- Genre: Romantic drama
- Created by: Rob Heyland
- Written by: Rob Heyland
- Directed by: Paul Seed
- Starring: Sinéad Cusack Miles Anderson Holly Aird Paul Brooke David de Keyser Ian McNeice James Purefoy Guy Faulkner Honeysuckle Weeks Max Dawson Jay Barrymore Holly Oppe Imogen Oppe Sally Dexter James Bolam Rebecca Front Kate Blackham
- Composer: Jeremy Sams
- Country of origin: United Kingdom
- Original language: English
- No. of series: 1
- No. of episodes: 4

Production
- Executive producer: Michael Wearing
- Producers: Dave Edwards Eileen Quinn
- Production locations: Chertsey, Surrey, England, UK Vila-seca, Catalonia, Spain
- Cinematography: Graham Frake
- Running time: 50 minutes
- Production companies: Initial Film and Television

Original release
- Network: BBC1
- Release: 15 March – 23 March 1997

= Have Your Cake and Eat It =

British television miniseries

Have Your Cake and Eat It is a British romantic drama mini-series which was broadcast every Saturday and Sunday on BBC1 from 15 to 23 March 1997. The four-episode series was directed by Paul Seed and co-produced by Dave Edwards and Eileen Quinn. The show starred Miles Anderson as Sam Dawson, a middle-aged executive in the roller coaster industry. The plot follows Sam Dawson's affair with a younger woman, Allie Grey (Holly Aird), and the impact on his marriage with Charlotte Dawson (Sinéad Cusack). The series simultaneously followed the affair and Sam’s professional pursuit of building a roller coaster called "Dragon Khan." The series co-starred Paul Brooke, David de Keyser, Ian McNeice, and James Purefoy.

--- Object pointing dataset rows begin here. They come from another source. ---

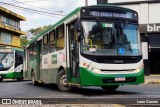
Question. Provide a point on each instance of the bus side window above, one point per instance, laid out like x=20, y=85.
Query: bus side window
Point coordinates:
x=52, y=42
x=60, y=38
x=45, y=44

It was conceived by actor and television writer Rob Heyland, writer of Between the Lines and Wycliffe.

== Cast ==
- Sinéad Cusack as Charlotte Dawson
- Miles Anderson as Sam Dawson
- Holly Aird as Allie Gray
- Paul Brooke as Stimpson
- David de Keyser as Michael
- Ian McNeice as Zief
- James Purefoy as Ben
- Guy Faulkner as Stephen Dawson
- Honeysuckle Weeks as Sophie Dawson
- Jay Barrymore as Max Dawson
- Holly Oppe as Polly Dawson
- Imogen Oppe as Molly Dawson
- Sally Dexter as Diane
- James Bolam as Nat Oliver
- Rebecca Front as Claire Gray
- Kate Blackham as Doreen
- Philip Glenister as Joe Martin
- Paul Mateu as Carlos
- Wolf Kahler as Gunther
- Toby Harper as Jose Maria

== Episodes ==

| No. | Title | Directed by | Written by | Original release date |
| 1 | "Episode 1" | Rob Heyland | Paul Seed | 15 March 1997 |
Sam Dawson has an affair while on a business trip, but his wife is closer than he realises.
| 2 | "Episode 2" | Rob Heyland | Paul Seed | 16 March 1997 |
As construction begins in Spain on Sam's dream rollercoaster, Allie decides she cannot continue their affair. At home, Sam's wife Charlotte cannot understand his black mood but soon learns the truth.
| 3 | "Episode 3" | Rob Heyland | Paul Seed | 22 March 1997 |
Charlotte and Sam struggle to save their marriage, but when they eventually separate, Sam returns to Allie.
| 4 | "Episode 4" | Rob Heyland | Paul Seed | 23 March 1997 |
The Dragon Khan roller coaster nears completion just as Allie's baby makes an early appearance. Sam is now "having his cake", shared by Charlotte and Allie, but can this situation last?

== Awards and nominations ==
Sinead Cusack won the Royal Television Society Award for Best Actress in 1998, while Miranda Richardson also received a nomination in the same category.